2. What is the average word length of the entire corpus?
3. Which is greater, the average word length for the documents in the Warren or Sanders campaigns? 


Proceed through the remaining standard preprocessing steps in whatever manner you see fit.
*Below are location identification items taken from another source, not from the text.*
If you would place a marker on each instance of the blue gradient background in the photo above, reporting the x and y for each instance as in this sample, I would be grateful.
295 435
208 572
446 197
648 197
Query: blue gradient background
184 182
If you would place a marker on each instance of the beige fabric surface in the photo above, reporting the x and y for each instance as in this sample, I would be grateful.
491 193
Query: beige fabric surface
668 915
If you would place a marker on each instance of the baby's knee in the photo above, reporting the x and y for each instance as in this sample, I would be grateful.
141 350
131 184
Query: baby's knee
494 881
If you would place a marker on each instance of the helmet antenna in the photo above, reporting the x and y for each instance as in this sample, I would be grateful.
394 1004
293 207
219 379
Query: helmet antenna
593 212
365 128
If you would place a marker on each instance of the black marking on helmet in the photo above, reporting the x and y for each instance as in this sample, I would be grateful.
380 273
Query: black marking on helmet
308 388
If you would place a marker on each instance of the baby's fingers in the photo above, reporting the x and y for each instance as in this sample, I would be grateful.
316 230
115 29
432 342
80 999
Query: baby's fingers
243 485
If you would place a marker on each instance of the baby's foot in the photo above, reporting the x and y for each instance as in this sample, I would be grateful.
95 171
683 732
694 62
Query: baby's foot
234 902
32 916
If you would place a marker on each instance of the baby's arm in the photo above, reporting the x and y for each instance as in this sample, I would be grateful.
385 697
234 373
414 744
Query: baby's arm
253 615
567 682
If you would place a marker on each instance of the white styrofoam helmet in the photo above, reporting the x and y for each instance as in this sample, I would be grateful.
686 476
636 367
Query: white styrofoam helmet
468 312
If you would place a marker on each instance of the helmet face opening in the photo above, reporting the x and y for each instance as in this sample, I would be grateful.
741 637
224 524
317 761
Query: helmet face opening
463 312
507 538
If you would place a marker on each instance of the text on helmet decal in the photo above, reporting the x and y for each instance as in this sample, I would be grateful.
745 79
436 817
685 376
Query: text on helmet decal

Make sure to:
- Make text lowercase
- Remove stopwords
- Stem or lemmatize

# Question set 2:
1. What are the most common words across the corpus?
2. What are the most common words across each campaign?

> in order to answer these questions, you may find the nltk FreqDist function helpful.

3. Use the FreqDist plot method to make a frequency plot for the corpus as a whole.  
4. Based on that plot, should any more words be added to our stopword library?


# Question set 3:

1. What are the most common bigrams in the corpus?
2. What are the most common bigrams in the Warren campain and the Sanders campaign, respectively?
3. Answer questions 1 and 2 for trigrams.

> Hint: You may find it useful to leverage the nltk.collocations functions

After answering the questions, transform the data into a document term matrix using either CountVectorizor or TFIDF.  

Run a Multinomial Naive Bayes classifier and judge how accurately our models can separate documents from the two campaigns.